Twitter posts by members of the court audience on Monday August 26, said Judge Bruce Reinhart rejected Wright’s testimony in his defense of allegations of theft and fraud by the estate of his late business partner David Kleiman.

Judge Reinhart reportedly said that Wright had perjured himself by presenting the court with falsified documents and recommended that he hand over half of the more than 1 million bitcoins he mined together with David Kleiman, as well as intellectual property rights to bitcoin software.

The Case

Lawyers acting on behalf of Ira Kleiman, brother of David who passed away in April 2013, filed the case against Wright in February 2018, alleging he had appropriated the share of bitcoins he had mined in partnership with David.

Wright spent many months arguing that the Florida District Court, where much of the legal action has been heard, had no jurisdiction over the case. This was overturned earlier in August by Judge Beth Bloom, who – in delivering her verdict – said the court did not find Wright’s testimony to be credible.

In June, documents the court had demanded Wright to produce – that would show his bitcoin holdings prior to December 2013 – were handed over several weeks late in July. On examination, lawyers for the Kleiman estate found various anomalies that showed the documents to be falsified.

Indeed, a document showing the bitcoin addresses of trustees of the Tulip Trust fund at the center of the case that claimed to be dated from 2012, was printed in a font that had been updated in 2015.

Observers Talk

Although the case has yet to be officially wrapped up, Twitter user 22nd Century Crypto was at Monday’s hearing where Judge Reinhart was reported to have rejected all of Wright’s testimony and found that he had committed perjury and falsified documents.

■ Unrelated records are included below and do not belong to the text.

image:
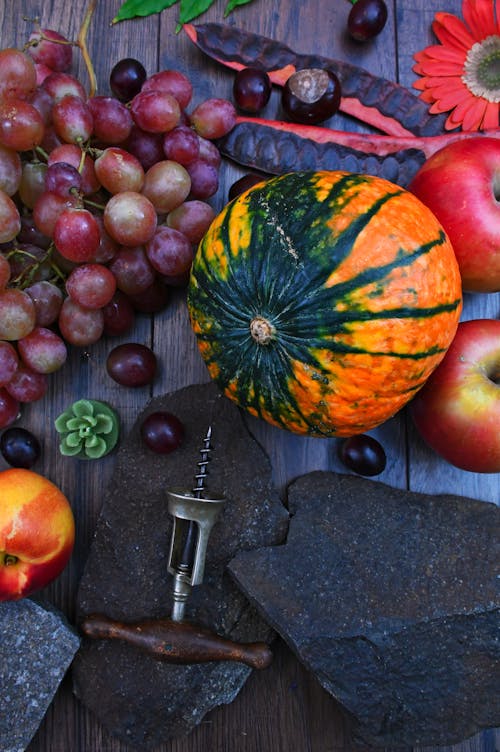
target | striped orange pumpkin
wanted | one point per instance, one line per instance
(322, 301)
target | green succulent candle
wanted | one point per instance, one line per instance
(89, 429)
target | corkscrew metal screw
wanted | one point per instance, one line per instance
(194, 513)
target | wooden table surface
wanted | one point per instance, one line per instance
(282, 709)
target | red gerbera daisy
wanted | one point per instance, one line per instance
(462, 74)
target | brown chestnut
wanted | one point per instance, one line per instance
(311, 95)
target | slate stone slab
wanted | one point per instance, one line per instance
(36, 648)
(390, 598)
(138, 699)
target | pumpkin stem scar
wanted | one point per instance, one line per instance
(261, 330)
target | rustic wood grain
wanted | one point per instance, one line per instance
(282, 709)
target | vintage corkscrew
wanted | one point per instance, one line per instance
(175, 640)
(194, 516)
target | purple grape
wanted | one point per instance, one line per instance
(251, 89)
(131, 364)
(363, 455)
(19, 447)
(162, 432)
(127, 78)
(366, 19)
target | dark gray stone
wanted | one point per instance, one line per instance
(390, 599)
(137, 698)
(36, 648)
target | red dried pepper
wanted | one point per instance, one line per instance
(383, 104)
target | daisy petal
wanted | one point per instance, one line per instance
(426, 97)
(486, 16)
(451, 31)
(474, 115)
(438, 52)
(478, 15)
(447, 100)
(490, 119)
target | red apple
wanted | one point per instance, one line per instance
(460, 184)
(457, 411)
(37, 532)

WizSec Bitcoin Research said the judge had “struck all of Wright’s affirmative defenses as inconsistent, and found Wright committed perjury and forged evidence”. It was also established that half of the assets of W&K – the company owned by Wright and Kleiman – belonged to Kleiman.

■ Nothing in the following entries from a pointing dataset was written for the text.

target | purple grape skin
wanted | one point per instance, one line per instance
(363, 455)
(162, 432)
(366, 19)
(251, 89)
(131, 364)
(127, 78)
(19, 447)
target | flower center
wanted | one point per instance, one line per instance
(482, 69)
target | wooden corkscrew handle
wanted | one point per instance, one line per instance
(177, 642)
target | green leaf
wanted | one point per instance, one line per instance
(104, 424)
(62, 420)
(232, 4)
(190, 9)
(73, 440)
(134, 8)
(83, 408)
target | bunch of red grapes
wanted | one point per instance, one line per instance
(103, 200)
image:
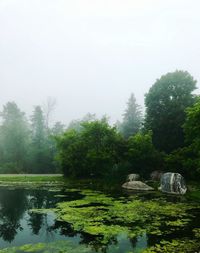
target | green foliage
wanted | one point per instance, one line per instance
(187, 160)
(165, 103)
(142, 155)
(14, 137)
(132, 118)
(55, 247)
(42, 148)
(92, 151)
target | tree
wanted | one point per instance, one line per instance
(165, 103)
(93, 151)
(48, 109)
(14, 135)
(132, 118)
(42, 147)
(77, 124)
(142, 155)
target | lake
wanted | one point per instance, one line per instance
(61, 219)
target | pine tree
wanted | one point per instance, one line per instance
(132, 118)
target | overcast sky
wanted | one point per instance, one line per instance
(91, 54)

Katie Ananina – also at the courthouse – summed it up with this series of tweets:

Reaction

Wright was interviewed by Modern Consensus following the decision and said he had “no choice but to hand over $5 billion in bitcoin”. 

The news sent some bitcoin users into a flurry of concerns that the Kleiman estate will sell all the bitcoins awarded by the court and crash the price. At midday London time on Tuesday, the price of bitcoin was down 2.4% at $10,136.

Wright added in the Modern Consensus interview:

The judge ordered me to send just under 500,000 BTC over to Ira. Let’s see what it does to the market. I wouldn’t have tanked the market. I’m nice.